The promise is the second reading. This is the first time I have ever had this reading, this beautiful hymn to love from 1st Corinthians at a memorial Mass. And good thing too, because God created everything out of nothing. He created creation ex nihilo, in the Latin that I have forgotten, creation out of nothing. And we have this beautiful reading, the choice that is before us, which is eight times telling us what love is not. Eight times we understand what is nothing. We started with two things about what love is, love is patient, love is kind. Thank you, Phillihp for living it out. And then we have eight things that love is not, eight nothings that appear to be the way that jealousy, pompous inflation, rude, seeking one's own answers, quick temper, brooding over injuries, rejoicing over wrongdoing. OK, and then we finish with six things that love is. Love rejoices with the truth. It bears all things, it believes all things, it hopes all things, it endures all things. Love never fails.

We're here because of our faith in the fact that love, and everything was created out of nothing, everything was created out of love, that love never fails. We are asked to move beyond the view of the foolish. To whom? Eternal life. That is the reason why we are here.

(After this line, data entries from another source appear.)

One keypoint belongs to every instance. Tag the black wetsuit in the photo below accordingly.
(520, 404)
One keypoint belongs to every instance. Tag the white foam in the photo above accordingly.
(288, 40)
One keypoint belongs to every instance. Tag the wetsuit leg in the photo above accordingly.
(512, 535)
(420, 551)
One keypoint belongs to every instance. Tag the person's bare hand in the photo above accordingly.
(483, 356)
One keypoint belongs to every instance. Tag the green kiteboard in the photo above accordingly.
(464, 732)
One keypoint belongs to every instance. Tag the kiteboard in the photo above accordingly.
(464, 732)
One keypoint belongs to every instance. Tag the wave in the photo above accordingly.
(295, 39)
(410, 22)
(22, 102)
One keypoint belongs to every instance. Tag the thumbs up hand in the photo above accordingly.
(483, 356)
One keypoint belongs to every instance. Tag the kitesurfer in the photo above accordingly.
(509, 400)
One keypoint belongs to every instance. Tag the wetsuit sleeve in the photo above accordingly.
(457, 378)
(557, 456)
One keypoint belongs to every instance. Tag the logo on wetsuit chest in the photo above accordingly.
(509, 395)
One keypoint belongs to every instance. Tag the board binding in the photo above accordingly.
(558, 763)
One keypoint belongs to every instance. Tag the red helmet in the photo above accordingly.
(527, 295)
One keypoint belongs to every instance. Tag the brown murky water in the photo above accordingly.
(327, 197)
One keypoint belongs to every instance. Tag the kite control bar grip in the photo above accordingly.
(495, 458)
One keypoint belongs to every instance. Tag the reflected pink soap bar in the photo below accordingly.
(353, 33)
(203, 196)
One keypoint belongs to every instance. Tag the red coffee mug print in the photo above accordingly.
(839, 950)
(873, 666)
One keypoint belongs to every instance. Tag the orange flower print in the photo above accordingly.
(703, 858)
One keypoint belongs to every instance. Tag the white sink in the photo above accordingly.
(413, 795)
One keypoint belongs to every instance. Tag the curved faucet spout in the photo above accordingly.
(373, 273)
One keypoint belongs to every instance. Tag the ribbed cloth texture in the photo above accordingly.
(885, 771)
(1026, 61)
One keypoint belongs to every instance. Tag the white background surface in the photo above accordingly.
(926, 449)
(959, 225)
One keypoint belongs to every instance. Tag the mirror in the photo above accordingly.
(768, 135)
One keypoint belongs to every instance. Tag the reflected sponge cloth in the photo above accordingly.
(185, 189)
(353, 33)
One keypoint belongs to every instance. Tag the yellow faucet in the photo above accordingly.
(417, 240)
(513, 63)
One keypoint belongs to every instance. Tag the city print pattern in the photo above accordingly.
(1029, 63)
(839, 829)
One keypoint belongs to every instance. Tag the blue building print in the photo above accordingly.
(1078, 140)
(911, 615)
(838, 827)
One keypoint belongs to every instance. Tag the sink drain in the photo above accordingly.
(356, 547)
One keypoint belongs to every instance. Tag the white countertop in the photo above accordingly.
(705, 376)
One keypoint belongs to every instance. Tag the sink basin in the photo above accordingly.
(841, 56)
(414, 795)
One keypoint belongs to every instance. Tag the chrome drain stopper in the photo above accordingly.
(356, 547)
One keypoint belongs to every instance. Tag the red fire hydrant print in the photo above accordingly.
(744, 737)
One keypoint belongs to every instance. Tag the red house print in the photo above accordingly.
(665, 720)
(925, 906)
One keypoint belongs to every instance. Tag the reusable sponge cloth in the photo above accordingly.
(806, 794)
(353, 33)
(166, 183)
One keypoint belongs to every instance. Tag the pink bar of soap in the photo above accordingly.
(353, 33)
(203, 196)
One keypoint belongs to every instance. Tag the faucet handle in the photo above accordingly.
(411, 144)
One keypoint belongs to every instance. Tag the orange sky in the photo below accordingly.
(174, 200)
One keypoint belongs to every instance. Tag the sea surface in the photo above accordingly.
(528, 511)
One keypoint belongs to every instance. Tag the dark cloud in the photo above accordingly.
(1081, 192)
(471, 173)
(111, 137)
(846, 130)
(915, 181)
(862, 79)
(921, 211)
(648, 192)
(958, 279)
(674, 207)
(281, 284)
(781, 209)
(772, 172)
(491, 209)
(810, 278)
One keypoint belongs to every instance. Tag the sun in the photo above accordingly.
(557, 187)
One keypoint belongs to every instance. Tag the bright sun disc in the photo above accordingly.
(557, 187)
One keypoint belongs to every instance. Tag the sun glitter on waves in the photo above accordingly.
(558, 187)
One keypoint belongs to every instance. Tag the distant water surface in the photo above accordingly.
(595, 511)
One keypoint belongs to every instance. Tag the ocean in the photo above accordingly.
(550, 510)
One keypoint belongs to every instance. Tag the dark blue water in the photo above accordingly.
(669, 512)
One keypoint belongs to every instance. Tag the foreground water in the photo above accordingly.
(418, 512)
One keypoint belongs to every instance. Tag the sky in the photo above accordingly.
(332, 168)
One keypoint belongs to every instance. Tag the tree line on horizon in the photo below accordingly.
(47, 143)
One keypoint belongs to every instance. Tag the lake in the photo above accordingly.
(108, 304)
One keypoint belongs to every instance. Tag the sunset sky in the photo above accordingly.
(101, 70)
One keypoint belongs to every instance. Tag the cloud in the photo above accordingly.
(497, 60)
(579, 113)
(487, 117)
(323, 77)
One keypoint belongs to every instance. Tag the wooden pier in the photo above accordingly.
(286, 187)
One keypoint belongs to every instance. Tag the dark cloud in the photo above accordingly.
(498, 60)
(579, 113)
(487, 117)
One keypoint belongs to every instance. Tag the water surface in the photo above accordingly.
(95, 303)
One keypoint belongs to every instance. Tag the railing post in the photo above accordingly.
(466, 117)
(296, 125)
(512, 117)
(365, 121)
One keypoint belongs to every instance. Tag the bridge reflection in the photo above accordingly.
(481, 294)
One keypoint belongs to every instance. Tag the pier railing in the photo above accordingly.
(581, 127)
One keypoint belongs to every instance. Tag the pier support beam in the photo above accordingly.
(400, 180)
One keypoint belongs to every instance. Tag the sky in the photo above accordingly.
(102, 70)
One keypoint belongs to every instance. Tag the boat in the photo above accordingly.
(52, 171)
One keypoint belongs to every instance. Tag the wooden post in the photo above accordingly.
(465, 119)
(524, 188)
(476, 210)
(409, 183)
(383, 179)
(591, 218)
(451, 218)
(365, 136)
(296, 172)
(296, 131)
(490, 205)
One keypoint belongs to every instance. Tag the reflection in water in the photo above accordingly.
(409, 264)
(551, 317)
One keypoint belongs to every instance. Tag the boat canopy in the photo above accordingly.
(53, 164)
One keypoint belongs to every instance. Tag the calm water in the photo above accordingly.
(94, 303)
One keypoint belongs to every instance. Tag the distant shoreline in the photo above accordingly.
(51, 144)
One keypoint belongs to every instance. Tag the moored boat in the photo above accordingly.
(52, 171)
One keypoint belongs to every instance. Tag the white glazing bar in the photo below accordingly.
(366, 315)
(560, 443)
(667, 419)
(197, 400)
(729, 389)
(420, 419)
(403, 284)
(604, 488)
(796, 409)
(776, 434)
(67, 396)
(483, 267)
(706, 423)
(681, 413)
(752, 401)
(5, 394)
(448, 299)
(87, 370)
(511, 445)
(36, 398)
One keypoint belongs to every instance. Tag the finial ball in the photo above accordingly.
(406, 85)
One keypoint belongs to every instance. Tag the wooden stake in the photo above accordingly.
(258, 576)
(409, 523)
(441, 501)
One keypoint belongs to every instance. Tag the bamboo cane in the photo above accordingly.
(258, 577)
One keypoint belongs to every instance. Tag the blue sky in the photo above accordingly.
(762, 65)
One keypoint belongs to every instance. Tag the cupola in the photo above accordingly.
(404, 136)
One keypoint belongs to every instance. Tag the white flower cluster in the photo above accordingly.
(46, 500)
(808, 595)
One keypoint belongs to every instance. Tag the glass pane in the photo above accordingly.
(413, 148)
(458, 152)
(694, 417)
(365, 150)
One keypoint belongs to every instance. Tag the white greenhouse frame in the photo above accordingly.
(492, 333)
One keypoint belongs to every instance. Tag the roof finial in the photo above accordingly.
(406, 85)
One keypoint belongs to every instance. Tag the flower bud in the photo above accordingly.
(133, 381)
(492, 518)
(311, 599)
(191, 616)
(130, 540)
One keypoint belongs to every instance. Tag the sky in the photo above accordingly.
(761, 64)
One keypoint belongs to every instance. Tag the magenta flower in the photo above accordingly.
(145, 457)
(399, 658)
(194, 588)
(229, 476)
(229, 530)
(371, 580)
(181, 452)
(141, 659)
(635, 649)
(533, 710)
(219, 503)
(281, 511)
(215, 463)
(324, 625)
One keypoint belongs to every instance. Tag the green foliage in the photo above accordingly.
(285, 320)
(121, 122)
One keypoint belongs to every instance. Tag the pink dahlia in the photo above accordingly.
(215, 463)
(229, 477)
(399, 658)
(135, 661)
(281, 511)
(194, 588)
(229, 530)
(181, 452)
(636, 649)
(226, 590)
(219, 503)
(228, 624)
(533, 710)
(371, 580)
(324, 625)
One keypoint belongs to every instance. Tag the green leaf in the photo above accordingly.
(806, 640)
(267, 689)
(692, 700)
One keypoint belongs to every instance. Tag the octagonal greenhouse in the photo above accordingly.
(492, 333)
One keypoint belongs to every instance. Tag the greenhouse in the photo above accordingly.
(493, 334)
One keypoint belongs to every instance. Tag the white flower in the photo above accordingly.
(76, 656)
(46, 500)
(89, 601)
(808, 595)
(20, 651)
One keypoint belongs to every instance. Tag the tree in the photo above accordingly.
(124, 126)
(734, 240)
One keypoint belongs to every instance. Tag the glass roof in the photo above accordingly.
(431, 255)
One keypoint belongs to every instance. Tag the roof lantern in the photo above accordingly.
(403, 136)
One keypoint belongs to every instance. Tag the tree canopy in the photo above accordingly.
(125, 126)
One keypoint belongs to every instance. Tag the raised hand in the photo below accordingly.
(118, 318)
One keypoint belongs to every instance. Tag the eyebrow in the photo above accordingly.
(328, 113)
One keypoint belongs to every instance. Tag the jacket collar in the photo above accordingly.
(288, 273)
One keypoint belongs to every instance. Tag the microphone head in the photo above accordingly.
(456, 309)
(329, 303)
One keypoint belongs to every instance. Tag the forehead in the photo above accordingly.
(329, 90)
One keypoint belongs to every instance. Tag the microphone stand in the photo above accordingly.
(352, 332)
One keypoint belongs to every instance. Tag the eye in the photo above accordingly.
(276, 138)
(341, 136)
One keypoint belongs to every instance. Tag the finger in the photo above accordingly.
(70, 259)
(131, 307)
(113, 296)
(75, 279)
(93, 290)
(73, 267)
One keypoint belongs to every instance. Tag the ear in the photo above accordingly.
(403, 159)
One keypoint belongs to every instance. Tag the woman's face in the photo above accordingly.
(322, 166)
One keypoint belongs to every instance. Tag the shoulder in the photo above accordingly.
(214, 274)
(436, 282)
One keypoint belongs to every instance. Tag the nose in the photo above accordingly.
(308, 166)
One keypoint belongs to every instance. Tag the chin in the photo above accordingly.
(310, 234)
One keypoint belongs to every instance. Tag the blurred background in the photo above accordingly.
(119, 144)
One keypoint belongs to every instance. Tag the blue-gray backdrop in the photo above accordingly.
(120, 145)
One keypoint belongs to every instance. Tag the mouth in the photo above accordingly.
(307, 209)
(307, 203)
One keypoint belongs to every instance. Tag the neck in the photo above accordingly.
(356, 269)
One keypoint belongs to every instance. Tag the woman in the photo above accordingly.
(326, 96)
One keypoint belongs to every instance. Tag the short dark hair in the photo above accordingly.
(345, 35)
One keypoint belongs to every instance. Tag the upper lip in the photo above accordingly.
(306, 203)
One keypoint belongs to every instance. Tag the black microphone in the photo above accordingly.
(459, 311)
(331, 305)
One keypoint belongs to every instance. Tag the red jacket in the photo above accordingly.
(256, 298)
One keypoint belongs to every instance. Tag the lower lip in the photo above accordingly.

That is the reason why we are all dressed up. That is the reason why it is right and just and proper and necessary that we be here to mark Phillihp's life. That's because grace builds on nature and is pointing to the celebration on the other side. And so we pray…

Glory be to the Father and to the Son and to the Holy Spirit; as it was in the beginning, is now and ever shall be, world without end. Amen.

-- Fr. Frederick Close

Fr. Frederick Close presides and preaches at St. Anthony of Padua Catholic Church in Washington DC.